C'est une histoire complexe et la gauche a longtemps été divisée sur cette question. Ce n'est que dans les dernières années de la colonisation que la gauche a été unanimement contre. Et au fur et à mesure que la France a connu une immigration post-coloniale, donc de personnes qui ont vécu la colonisation mais en étant du côté des colonisés, une histoire particulière s'est développée au sein de cette population, qui s'est transmise, et il y a donc une évolution naturelle du nombre de personnes qui peuvent émettre aujourd'hui une opinion très négative. A droite, on voit aussi une évolution, notamment au Front national où, sous notammment l'impulsion de Florian Philippot, il y a une revendication "gaulliste" et donc une posture plus nuancée sur la question coloniale.

Il semble que les jeunes se sentent peu concernés par le sujet, puisque 47% des 25-34 ans se disent sans opinion contre 9% chez les retraités. Le passé colonial de la France en Algérie désintéresse-t-il les jeunes Français, y a-t-il une perte d'intérêt au fil du temps ?

Les plus âgés ont vécu cette période et il s'agissait d'une vraie question au cours de leur jeunesse. Les plus jeunes non et n'ont pas suivi d'études leur permettant d'en comprendre les enjeux. leur opinion est donc plus friable, et surtout plus susceptible d'évoluer selon le contexte politique et le discours des dirigeants.

Quel est le rapport des Français aux autres pays anciennement colonisés (en mettant donc de côté le cas de l'Algérie) ?

On a très peu de données pour le dire. L'histoire de l'Algérie a tendance à investir toutes les questions que l'on peut poser sur la colonisation, montrant en cela des lacunes dans l'enseignement de l'Histoire en France. On oublie souvent la colonisation française à Haïti et surtout toute l'histoire coloniale en Asie, qui est pourtant très importante.
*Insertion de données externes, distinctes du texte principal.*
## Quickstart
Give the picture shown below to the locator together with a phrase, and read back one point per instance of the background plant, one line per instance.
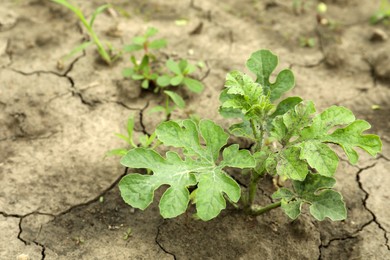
(289, 140)
(382, 14)
(144, 140)
(105, 52)
(162, 79)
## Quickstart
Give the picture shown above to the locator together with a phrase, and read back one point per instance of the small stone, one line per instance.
(3, 46)
(378, 35)
(23, 257)
(8, 19)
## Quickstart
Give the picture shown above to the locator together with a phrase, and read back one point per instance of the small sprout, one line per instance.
(322, 8)
(382, 14)
(105, 52)
(79, 240)
(127, 234)
(181, 22)
(309, 42)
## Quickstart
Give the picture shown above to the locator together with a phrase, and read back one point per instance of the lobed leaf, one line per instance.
(316, 191)
(263, 63)
(192, 84)
(290, 165)
(199, 168)
(158, 44)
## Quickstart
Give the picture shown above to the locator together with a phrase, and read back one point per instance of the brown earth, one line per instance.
(58, 194)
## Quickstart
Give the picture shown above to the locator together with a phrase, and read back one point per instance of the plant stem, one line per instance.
(257, 210)
(96, 40)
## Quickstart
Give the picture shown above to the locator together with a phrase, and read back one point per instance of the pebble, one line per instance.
(378, 35)
(8, 20)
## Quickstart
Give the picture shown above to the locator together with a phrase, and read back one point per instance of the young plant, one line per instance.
(151, 73)
(143, 70)
(104, 52)
(145, 141)
(289, 140)
(383, 12)
(181, 71)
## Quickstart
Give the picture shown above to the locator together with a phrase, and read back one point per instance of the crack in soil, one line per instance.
(313, 65)
(360, 229)
(104, 192)
(372, 71)
(141, 117)
(374, 218)
(159, 244)
(21, 218)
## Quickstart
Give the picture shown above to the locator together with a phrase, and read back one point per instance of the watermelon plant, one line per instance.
(105, 51)
(152, 73)
(289, 139)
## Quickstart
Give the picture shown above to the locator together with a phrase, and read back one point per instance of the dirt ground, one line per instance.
(58, 194)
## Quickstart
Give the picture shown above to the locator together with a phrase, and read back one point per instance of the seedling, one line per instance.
(143, 70)
(145, 141)
(104, 52)
(309, 42)
(289, 140)
(382, 14)
(181, 71)
(127, 234)
(150, 72)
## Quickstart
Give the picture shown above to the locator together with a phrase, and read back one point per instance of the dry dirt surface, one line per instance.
(58, 193)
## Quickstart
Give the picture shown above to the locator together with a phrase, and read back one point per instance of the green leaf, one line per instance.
(242, 129)
(351, 136)
(139, 40)
(299, 117)
(193, 85)
(199, 168)
(173, 66)
(156, 109)
(316, 191)
(233, 157)
(130, 126)
(329, 118)
(136, 76)
(283, 83)
(158, 44)
(77, 49)
(128, 72)
(323, 201)
(263, 63)
(292, 208)
(98, 11)
(177, 80)
(189, 69)
(286, 105)
(117, 152)
(150, 32)
(244, 95)
(209, 195)
(163, 81)
(320, 157)
(137, 190)
(290, 165)
(145, 84)
(178, 100)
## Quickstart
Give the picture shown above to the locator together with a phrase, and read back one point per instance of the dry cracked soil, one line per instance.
(58, 193)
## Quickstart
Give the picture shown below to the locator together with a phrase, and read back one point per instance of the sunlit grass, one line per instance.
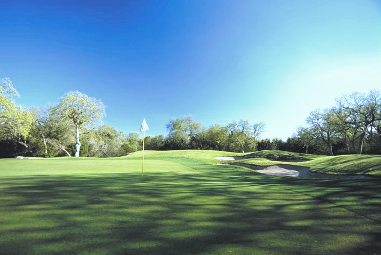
(182, 205)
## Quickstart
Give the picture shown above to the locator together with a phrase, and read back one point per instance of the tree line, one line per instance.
(73, 127)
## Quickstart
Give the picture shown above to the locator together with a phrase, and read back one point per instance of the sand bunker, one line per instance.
(225, 158)
(279, 171)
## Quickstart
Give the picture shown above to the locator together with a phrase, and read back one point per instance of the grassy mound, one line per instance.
(280, 155)
(344, 164)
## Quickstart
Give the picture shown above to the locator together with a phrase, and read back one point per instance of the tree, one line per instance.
(81, 110)
(359, 114)
(258, 129)
(132, 143)
(306, 137)
(7, 92)
(15, 122)
(322, 124)
(181, 131)
(241, 136)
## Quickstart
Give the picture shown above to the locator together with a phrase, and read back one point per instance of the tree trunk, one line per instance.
(45, 146)
(361, 145)
(77, 143)
(23, 144)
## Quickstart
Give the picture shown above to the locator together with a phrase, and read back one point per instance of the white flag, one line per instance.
(144, 126)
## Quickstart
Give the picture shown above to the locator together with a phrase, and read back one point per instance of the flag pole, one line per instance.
(144, 135)
(143, 128)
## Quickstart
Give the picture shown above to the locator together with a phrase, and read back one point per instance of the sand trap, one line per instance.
(279, 171)
(225, 158)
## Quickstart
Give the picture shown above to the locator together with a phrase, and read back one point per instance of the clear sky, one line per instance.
(215, 60)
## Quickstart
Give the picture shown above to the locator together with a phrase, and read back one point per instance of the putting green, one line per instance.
(184, 204)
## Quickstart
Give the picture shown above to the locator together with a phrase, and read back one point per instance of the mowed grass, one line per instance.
(184, 204)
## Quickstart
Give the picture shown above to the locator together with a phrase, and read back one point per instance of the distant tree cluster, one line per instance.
(186, 133)
(353, 125)
(73, 128)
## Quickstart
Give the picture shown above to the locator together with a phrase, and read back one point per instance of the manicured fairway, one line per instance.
(184, 204)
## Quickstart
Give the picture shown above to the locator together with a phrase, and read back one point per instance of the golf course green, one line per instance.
(185, 203)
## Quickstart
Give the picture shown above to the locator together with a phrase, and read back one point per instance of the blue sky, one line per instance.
(217, 61)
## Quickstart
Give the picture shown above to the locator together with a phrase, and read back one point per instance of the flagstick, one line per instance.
(144, 135)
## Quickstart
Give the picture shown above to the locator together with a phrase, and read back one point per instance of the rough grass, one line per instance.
(346, 164)
(182, 205)
(343, 164)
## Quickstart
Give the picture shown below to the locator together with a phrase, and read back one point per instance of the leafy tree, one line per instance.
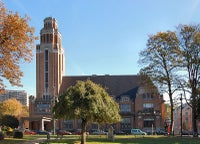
(159, 62)
(189, 40)
(9, 121)
(89, 102)
(10, 107)
(16, 45)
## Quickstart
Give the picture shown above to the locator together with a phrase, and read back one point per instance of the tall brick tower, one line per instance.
(49, 61)
(50, 67)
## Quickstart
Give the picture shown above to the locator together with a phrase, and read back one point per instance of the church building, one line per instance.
(140, 106)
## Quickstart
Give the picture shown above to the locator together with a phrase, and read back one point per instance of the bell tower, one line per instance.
(50, 61)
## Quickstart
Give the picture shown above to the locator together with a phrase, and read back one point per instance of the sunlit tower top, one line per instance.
(50, 61)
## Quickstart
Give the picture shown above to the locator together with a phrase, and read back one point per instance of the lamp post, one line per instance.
(181, 113)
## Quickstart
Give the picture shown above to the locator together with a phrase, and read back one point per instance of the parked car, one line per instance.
(138, 132)
(120, 133)
(161, 132)
(29, 132)
(63, 132)
(99, 132)
(42, 132)
(79, 132)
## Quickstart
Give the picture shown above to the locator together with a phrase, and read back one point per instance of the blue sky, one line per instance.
(103, 36)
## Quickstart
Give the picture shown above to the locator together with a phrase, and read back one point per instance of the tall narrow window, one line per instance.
(46, 69)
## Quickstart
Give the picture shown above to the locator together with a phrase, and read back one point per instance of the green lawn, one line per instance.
(92, 139)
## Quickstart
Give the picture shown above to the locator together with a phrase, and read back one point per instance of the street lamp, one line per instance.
(181, 113)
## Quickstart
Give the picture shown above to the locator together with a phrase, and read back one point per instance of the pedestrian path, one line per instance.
(37, 141)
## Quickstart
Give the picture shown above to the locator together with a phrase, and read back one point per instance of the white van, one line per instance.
(137, 132)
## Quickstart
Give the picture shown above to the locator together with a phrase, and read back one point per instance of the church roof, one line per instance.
(116, 85)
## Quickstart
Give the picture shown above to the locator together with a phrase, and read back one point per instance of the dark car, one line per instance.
(29, 132)
(63, 132)
(161, 132)
(79, 132)
(42, 132)
(120, 133)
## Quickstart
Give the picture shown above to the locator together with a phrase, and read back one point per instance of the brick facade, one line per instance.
(139, 107)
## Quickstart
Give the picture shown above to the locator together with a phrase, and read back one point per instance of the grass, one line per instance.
(94, 139)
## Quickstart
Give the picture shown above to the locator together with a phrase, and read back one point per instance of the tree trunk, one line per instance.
(172, 115)
(83, 134)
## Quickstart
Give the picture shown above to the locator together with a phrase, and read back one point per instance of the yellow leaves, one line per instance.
(16, 44)
(10, 107)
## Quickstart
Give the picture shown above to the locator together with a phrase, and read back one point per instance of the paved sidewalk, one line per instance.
(37, 141)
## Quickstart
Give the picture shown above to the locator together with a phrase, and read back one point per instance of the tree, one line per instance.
(16, 45)
(10, 107)
(189, 41)
(9, 121)
(89, 102)
(159, 62)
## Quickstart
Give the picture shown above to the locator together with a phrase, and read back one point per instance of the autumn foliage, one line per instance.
(16, 45)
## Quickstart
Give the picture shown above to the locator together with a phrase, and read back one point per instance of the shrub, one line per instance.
(1, 136)
(17, 134)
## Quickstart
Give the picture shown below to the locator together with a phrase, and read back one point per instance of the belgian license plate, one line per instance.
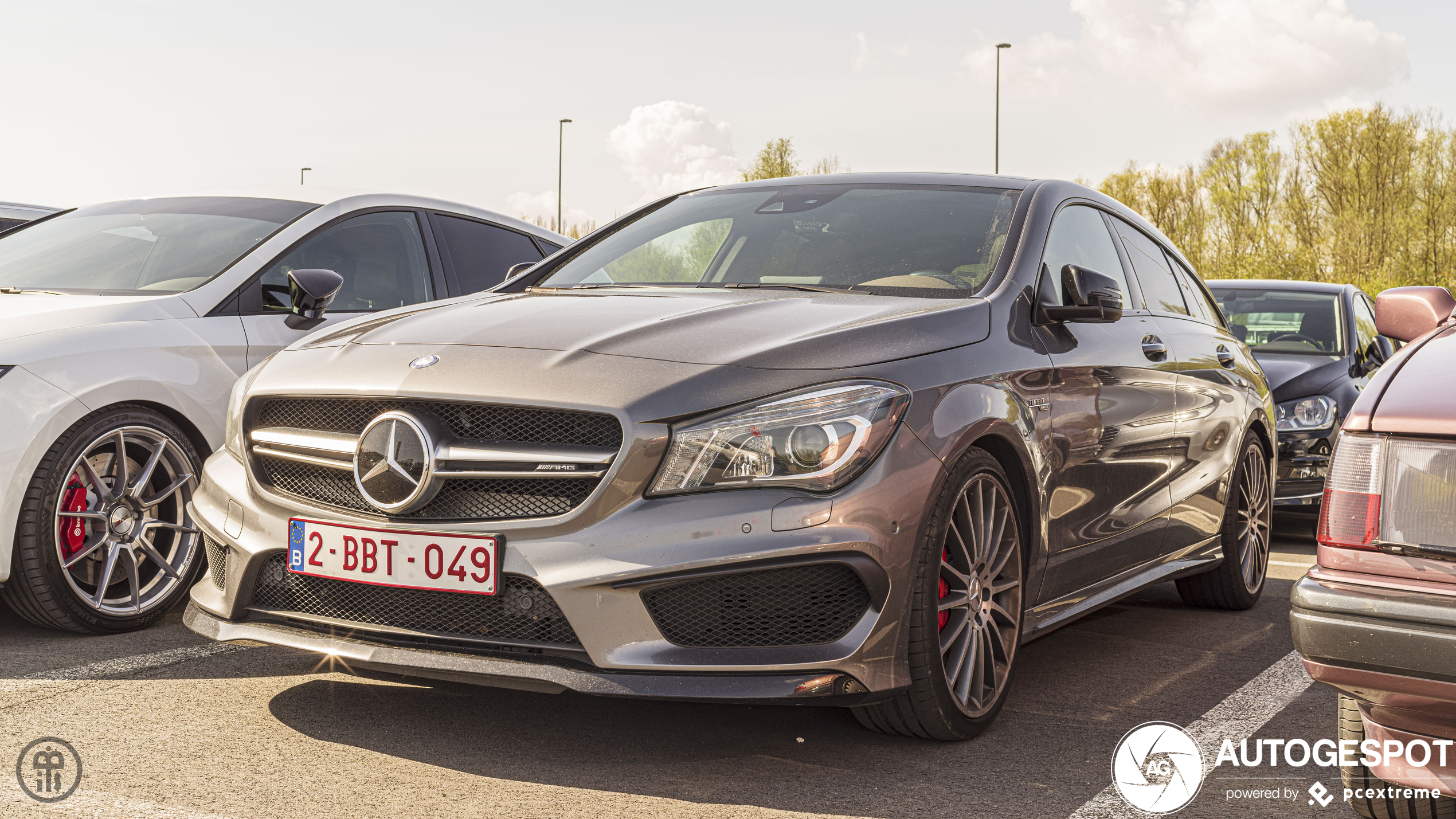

En visite à Haïti mardi, François Hollande a été accueilli par des manifestants demandant "réparation" à la France suite à la somme versée par Haïti pour son indépendance. Comment ceux se positionnant en "créanciers" de la France sont-ils perçus par les Français ?

Le cas d'Haïti est particulier : le mouvement de décolonisation y est ancien et Haïti a été contraint de payer une somme d'argent à la France pour se voir reconnaître comme un pays indépendant, et c'est le remboursement de cette somme qui est aujourd'hui demandé. Du moins par une partie de l'opinion, car le gouvernement haïtien n'est plus sur cette position, officiellement. L'idée d'une réparation dans l'opinion publique française passe de toute façon très difficilement, sauf chez les électeurs les plus à gauche, notamment car l'histoire coloniale et mal connue et que la tendance est de penser que le passé appartient au passé. C'est d'ailleurs la position adoptée par le président François Hollande.